Meat processor fined after wind hurls worker from shipping crate

By Rory Harrington

- Last updated on GMT

Related tags Pallet Container

Vion Foods has been ordered to pay more than £16,000 (€18,900) for flouting health and safety regulations following an accident in which a worker was blown from the top of a shipping container in high winds.

The giant meat processing company was fined £12,000 and ordered to pay £4,400 in costs in the wake of the incident in 2010 at its plant in Wiveliscombe, in the south west of England.
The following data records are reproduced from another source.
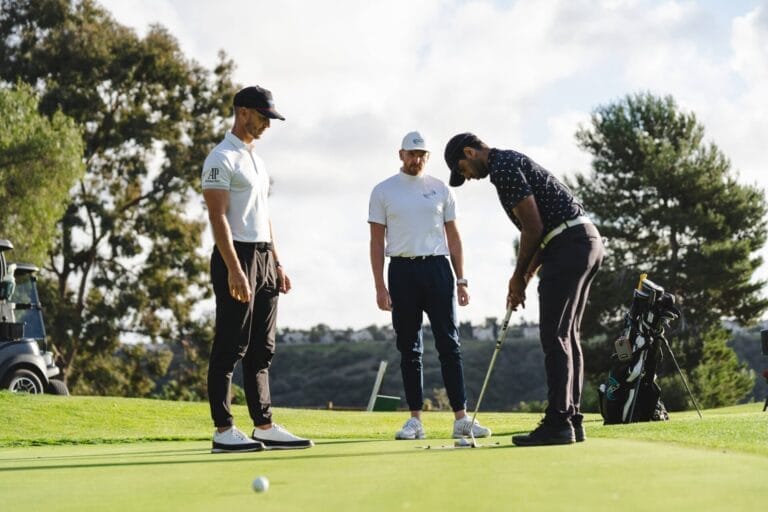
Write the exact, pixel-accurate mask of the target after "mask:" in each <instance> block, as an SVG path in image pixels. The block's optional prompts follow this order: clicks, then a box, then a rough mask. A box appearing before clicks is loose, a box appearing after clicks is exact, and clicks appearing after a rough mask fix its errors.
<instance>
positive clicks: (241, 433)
mask: <svg viewBox="0 0 768 512" xmlns="http://www.w3.org/2000/svg"><path fill="white" fill-rule="evenodd" d="M231 433H232V437H235V438H237V439H239V440H240V441H246V440H247V439H248V437H247V436H246V435H245V434H243V433H242V432H240V430H238V429H236V428H235V427H232V432H231Z"/></svg>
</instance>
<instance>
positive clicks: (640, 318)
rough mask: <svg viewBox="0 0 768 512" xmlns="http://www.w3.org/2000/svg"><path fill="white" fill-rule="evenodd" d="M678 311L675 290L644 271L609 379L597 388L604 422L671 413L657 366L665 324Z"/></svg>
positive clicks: (628, 317)
mask: <svg viewBox="0 0 768 512" xmlns="http://www.w3.org/2000/svg"><path fill="white" fill-rule="evenodd" d="M679 316H680V311H679V310H678V309H677V308H676V307H675V298H674V296H673V295H672V294H670V293H665V292H664V288H662V287H661V286H658V285H656V284H654V283H653V282H651V281H649V280H648V279H645V275H643V277H641V280H640V284H639V285H638V287H637V289H636V290H635V291H634V294H633V298H632V306H631V307H630V310H629V312H628V313H626V314H625V315H624V327H623V329H622V333H621V335H620V336H619V337H618V338H617V339H616V341H615V342H614V346H615V349H616V352H615V353H614V354H613V355H612V356H611V360H612V364H611V369H610V371H609V373H608V379H607V381H606V382H605V383H604V384H601V385H600V387H599V390H598V391H599V395H600V413H601V414H602V415H603V420H604V423H605V424H606V425H611V424H616V423H633V422H637V421H666V420H668V419H669V415H668V414H667V410H666V408H665V407H664V402H662V400H661V389H660V388H659V385H658V384H657V383H656V371H657V368H658V367H659V365H660V364H661V359H662V352H661V345H662V343H663V344H665V345H667V342H666V339H665V338H664V327H666V326H667V325H669V322H670V321H672V320H675V319H677V318H678V317H679ZM667 346H668V345H667Z"/></svg>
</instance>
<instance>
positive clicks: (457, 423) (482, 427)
mask: <svg viewBox="0 0 768 512" xmlns="http://www.w3.org/2000/svg"><path fill="white" fill-rule="evenodd" d="M470 428H471V429H472V435H474V436H475V437H488V436H490V435H491V429H489V428H485V427H484V426H482V425H480V423H478V422H477V420H475V423H474V425H473V424H472V418H471V417H470V416H468V415H467V416H464V417H463V418H461V419H458V420H456V421H454V422H453V438H454V439H459V438H462V437H467V436H469V435H470V434H469V429H470Z"/></svg>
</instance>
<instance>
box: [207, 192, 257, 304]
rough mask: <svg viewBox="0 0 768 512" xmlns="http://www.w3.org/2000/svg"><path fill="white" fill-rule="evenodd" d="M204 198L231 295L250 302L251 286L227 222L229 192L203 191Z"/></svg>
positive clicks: (216, 243)
mask: <svg viewBox="0 0 768 512" xmlns="http://www.w3.org/2000/svg"><path fill="white" fill-rule="evenodd" d="M203 198H204V199H205V204H206V205H207V206H208V219H209V220H210V222H211V230H212V231H213V240H214V242H215V243H216V247H217V248H218V249H219V253H221V257H222V259H224V264H225V265H226V266H227V283H228V285H229V293H230V294H231V295H232V297H234V298H235V300H238V301H240V302H250V300H251V286H250V284H249V283H248V278H247V277H246V275H245V272H243V269H242V268H240V260H239V259H238V258H237V253H236V252H235V244H234V243H233V241H232V229H231V228H230V227H229V221H228V220H227V209H229V191H228V190H221V189H205V190H203Z"/></svg>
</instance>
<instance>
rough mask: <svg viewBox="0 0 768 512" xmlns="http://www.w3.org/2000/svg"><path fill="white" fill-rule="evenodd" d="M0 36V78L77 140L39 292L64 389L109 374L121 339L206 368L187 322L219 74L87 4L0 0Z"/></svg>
mask: <svg viewBox="0 0 768 512" xmlns="http://www.w3.org/2000/svg"><path fill="white" fill-rule="evenodd" d="M0 37H1V38H2V41H3V44H2V46H0V78H2V79H3V80H6V81H10V80H14V81H15V80H17V79H20V80H23V81H24V82H27V83H31V84H35V86H36V88H38V89H39V90H40V91H41V102H40V110H41V112H42V113H44V114H46V115H51V114H52V113H54V112H56V111H59V110H61V111H62V112H64V113H65V114H67V115H69V116H71V117H72V118H74V119H75V121H76V122H77V123H78V124H79V125H80V126H82V127H83V129H84V132H83V142H84V145H85V160H86V165H87V172H86V174H85V176H84V177H83V178H82V179H81V180H80V181H79V182H78V184H77V186H76V188H75V189H74V191H73V193H72V197H71V201H70V204H69V206H68V208H67V210H66V212H65V213H64V215H63V216H62V218H61V221H60V223H59V233H58V236H57V240H56V244H55V247H54V249H53V251H52V252H51V257H50V259H49V261H48V262H47V264H46V270H47V271H48V275H51V276H53V279H52V280H51V281H50V282H49V283H48V285H47V286H41V289H42V292H43V293H44V297H43V298H44V299H45V300H46V304H47V305H50V310H51V314H50V315H49V317H51V321H50V322H49V326H48V327H49V333H50V334H51V337H52V341H53V343H54V344H55V346H56V348H57V349H58V354H59V357H58V363H59V364H60V365H61V366H62V367H63V370H64V374H65V376H66V377H67V379H68V380H69V381H70V387H71V388H73V389H74V390H75V391H77V389H78V380H79V379H80V377H81V376H82V372H81V368H82V364H83V363H84V361H86V360H91V362H89V365H92V364H94V363H93V361H98V360H103V361H105V364H109V361H110V360H113V359H114V357H115V356H114V354H115V351H116V349H117V347H118V344H119V341H120V339H121V337H122V336H124V335H125V333H127V332H131V333H135V334H136V335H138V336H140V337H142V338H146V339H148V340H150V341H157V340H182V339H183V340H186V341H187V342H188V343H195V344H199V345H200V349H199V350H195V351H191V352H190V353H196V354H198V356H199V357H202V358H204V357H206V356H207V351H208V346H209V345H208V344H209V343H210V340H200V339H195V338H193V336H194V335H195V333H197V332H202V331H204V330H205V328H204V327H202V326H201V325H198V324H199V323H200V322H196V321H194V320H193V319H192V316H191V313H192V308H193V306H194V305H195V303H196V302H197V301H198V300H199V299H201V298H204V297H206V296H207V295H208V294H209V293H210V292H209V291H208V290H209V286H208V283H207V278H206V276H207V271H206V268H207V264H206V257H205V256H201V255H199V254H198V252H197V251H198V249H199V248H200V246H201V235H202V232H203V229H204V227H205V222H204V220H203V219H202V211H201V208H200V195H199V192H200V185H199V181H200V180H199V173H200V165H201V162H202V161H203V160H204V158H205V155H206V153H207V151H208V150H209V149H210V148H211V147H212V146H213V145H214V144H215V143H216V142H218V140H220V138H221V136H222V134H223V131H224V118H225V117H228V116H229V114H230V107H229V105H231V100H232V93H233V89H234V86H233V84H232V82H231V80H230V76H231V73H232V68H233V65H232V63H231V62H230V61H228V60H226V58H225V56H224V55H223V54H222V55H221V56H220V62H219V64H218V65H217V66H216V68H215V69H214V70H213V71H212V72H211V71H208V70H207V69H205V68H203V67H201V66H200V65H199V64H197V63H195V62H193V61H188V60H186V59H185V58H184V56H183V55H182V53H181V51H180V50H179V47H178V43H177V42H176V40H175V39H174V38H173V37H172V36H171V35H170V34H168V33H167V31H166V30H165V29H163V28H162V27H160V26H153V27H151V28H150V29H149V31H148V32H147V34H146V36H144V37H143V38H139V37H138V36H137V35H136V34H135V33H134V32H133V31H132V30H130V29H128V28H126V27H124V26H122V25H120V24H118V23H116V22H115V21H114V20H113V19H112V18H111V17H110V15H109V14H108V13H107V12H106V11H105V10H103V9H102V8H101V7H99V6H98V5H97V4H96V3H95V2H93V1H91V0H81V1H74V0H73V1H67V0H42V1H36V0H5V1H4V2H3V3H2V8H1V10H0ZM196 212H197V213H196ZM206 321H209V320H206Z"/></svg>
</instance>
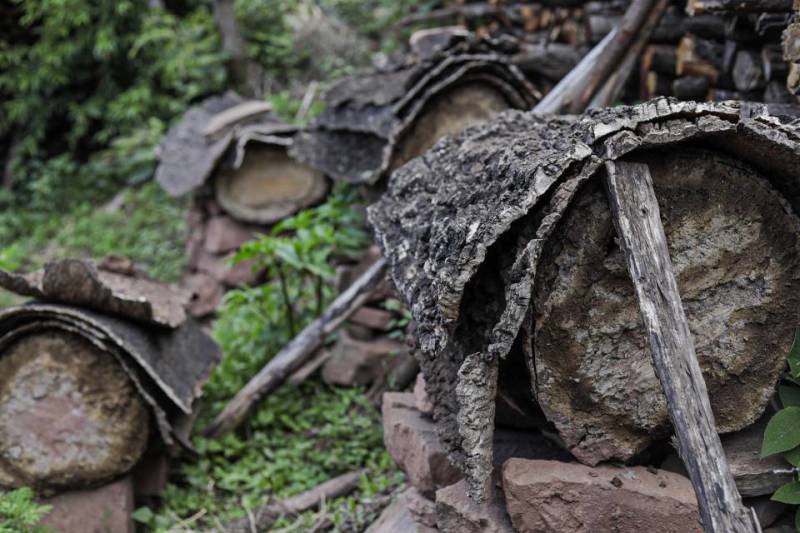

Vion Foods UK Ltd, of Livingstone, Scotland, pleaded guilty to breaching Section 2(1) of the Health and Safety at Work Etc. Act 1974.

Planning failure

An investigation by the UK’s Health and Safety Executive (HSE) found that a 64-year-old man fell more than two and a half metres breaking ribs and damaging his leg and shoulder muscles after being thrown from the container by a gust of wind.

The accident happened while he was hauling metal sheets from a forklift truck onto the roof of the shipping crate and resulted in the injured man missing seven weeks of work.

The safety watchdog probe concluded that Vion had failed to plan the work properly. No risk assessment was made to ensure a system was in place to prevent a fall. While the task was being supervised by a fellow worker, the HSE said the firm had failed to provide him with adequate training for working at heights.

Serious consequences

HSE inspector Kate Leftly said the poor planning and execution of the task by the firm had contributed directly to the incident.

"Any work at height needs to be properly planned and supervised to minimise the risk to workers. If these things are not done, falls can happen all too easily with serious consequences,”​ she said.

Lefty added: "In this instance, [the worker] did not need to be standing on the shipping container to carry out the work: he could have used a vehicle such as a fork lift to deposit the sheets or he could have worked from a contained elevated platform."

FoodProductionDaily.com contacted Vion for a comment but had received no reply prior to publication.